次男に幼虫をくれたおばあちゃんも、どんどん増えて困ると次々幼虫を持ってきてくれたのはそういう背景があったわけです。

そして、そうやって青虫の被害に悲鳴を上げている立場の方たちにとっては、寄生して青虫や成虫のモンシロチョウを減らしてくれるアオムシコマユバチは駆除を手助けをしてくれる存在でもあるんだなと思ったりしました。

畑をしている人、そして、その恩恵を受けて穴の開いてないキャベツや白菜を美味しく頂いている自分たちは知らぬ間に誰かが青虫を駆除してくれてる恩恵や、寄生して数を減らしてくれるアオムシコマユバチの恩恵を受けてたんだなぁと、目の前の青虫と、みるみるうちに繭になっていく蜂の幼虫を眺めながら思いました。

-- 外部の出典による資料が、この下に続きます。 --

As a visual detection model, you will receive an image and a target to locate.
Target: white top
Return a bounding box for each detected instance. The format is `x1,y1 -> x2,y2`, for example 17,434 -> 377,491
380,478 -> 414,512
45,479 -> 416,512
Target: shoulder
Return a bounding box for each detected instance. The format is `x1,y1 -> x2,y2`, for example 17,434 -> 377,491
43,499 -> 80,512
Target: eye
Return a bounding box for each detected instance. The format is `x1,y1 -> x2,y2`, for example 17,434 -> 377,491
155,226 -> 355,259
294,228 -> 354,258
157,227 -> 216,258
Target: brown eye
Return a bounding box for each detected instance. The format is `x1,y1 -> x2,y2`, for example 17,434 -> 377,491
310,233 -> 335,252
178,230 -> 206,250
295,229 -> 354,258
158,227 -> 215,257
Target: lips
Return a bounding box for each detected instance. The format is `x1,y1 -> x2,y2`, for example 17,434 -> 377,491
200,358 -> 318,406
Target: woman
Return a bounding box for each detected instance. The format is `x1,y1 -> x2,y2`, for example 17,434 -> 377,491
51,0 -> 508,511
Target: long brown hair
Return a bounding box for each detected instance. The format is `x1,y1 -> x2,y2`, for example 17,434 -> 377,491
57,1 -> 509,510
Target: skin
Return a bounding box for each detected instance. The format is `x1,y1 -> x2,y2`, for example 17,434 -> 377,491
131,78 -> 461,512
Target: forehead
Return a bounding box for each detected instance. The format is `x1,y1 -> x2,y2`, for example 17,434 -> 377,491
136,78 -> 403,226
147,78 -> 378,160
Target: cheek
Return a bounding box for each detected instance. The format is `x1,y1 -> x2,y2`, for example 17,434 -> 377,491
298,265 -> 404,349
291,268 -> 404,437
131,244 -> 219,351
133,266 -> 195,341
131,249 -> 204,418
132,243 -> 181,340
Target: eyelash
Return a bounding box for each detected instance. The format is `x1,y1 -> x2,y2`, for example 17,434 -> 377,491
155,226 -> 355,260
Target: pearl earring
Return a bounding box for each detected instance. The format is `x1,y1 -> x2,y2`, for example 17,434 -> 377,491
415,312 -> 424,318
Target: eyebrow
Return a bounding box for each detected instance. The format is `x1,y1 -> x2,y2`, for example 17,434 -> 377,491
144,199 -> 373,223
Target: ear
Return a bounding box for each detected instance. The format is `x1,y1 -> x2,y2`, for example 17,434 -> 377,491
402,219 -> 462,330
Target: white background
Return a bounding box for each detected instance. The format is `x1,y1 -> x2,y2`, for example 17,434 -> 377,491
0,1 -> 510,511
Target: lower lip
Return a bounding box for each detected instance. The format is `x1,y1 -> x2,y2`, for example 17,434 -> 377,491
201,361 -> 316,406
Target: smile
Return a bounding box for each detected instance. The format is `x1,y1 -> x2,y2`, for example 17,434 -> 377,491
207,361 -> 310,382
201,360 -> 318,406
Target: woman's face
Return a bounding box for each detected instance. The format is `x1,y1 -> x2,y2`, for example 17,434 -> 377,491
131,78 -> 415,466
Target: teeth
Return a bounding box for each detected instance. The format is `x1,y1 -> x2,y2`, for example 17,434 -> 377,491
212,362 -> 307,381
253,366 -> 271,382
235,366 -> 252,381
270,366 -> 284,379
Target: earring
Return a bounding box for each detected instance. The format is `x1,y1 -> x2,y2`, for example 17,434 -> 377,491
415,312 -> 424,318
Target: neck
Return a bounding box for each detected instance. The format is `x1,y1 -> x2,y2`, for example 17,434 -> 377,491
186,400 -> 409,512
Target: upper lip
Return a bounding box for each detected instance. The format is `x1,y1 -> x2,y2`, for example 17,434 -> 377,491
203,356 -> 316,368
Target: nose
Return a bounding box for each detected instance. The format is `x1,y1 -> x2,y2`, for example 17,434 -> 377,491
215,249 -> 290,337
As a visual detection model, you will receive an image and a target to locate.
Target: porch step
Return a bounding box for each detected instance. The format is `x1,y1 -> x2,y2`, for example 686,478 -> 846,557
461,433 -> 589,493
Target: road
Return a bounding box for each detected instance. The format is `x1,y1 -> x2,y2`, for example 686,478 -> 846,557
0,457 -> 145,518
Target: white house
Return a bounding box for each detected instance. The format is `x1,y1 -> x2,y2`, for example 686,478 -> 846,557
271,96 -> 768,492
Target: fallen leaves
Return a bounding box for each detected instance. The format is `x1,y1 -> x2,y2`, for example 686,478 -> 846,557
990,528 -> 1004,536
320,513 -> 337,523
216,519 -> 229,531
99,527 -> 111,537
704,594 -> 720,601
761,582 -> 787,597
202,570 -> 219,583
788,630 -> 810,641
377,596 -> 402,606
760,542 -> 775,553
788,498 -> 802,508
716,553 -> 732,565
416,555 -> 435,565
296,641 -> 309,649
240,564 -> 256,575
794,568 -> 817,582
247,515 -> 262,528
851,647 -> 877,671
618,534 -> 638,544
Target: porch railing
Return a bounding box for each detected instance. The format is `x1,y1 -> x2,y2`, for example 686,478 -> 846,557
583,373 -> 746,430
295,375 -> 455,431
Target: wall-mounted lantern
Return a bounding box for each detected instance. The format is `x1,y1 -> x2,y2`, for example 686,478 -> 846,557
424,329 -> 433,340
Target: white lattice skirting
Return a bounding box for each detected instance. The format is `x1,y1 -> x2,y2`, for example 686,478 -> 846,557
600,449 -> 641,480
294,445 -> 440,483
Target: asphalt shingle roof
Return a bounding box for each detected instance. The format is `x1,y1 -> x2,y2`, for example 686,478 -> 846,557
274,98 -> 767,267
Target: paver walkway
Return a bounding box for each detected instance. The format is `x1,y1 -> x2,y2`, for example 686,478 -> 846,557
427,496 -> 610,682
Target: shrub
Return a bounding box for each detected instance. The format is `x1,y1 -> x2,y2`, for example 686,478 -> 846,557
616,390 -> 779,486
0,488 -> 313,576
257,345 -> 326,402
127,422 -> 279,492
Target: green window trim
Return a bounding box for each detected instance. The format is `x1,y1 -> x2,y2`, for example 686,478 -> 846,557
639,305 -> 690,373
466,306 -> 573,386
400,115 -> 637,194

そして、野菜を食べているんだから何も犠牲にしてない、ってわけじゃないんだなと。

 

畑の野菜を食べるということは、農業やってる方が害虫を駆除していたり、益虫が害虫を殺していたり、何かの形でやっぱり命には繋がっているんだなぁと、改めて「いただきます」の意味を考え直すきっかけになったりしました。

 

よく、命の重さはみんな同じ、って言う。

でも小さい頃からずっと、その言葉そのものに何か違和感があった。

子どもが生まれて、それは更に加速したような気がする。建前としては分かるけど、でも私にとって我が子の命はほかの何より、時に自分の命よりも大事で。

 

青虫を大事にしていた次男にとっては人間にとっての益虫であるアオムシコマユバチよりも青虫の命のほうが大事で、畑を耕す人にとってはキャベツを食べてしまう青虫よりも蜂のほうが大事かもしれない。

そのときの知識や自分の立場によって、同じ重さのはずの命が、違って感じられるんだなぁ、と、そしてそれは、自分が軽いと感じていた命が誰かにとっては重い重いものなのかもしれないということでもあるんだよなぁと、そんなことをぼんやり考えたりしました。

 

おまけ。

アオムシコマユバチの寄生、虫嫌いな方にはかなりショックな図だと思うので、検索したり画像開いたりしないことをお勧めします……。特に動画はかなりグロテスクです……。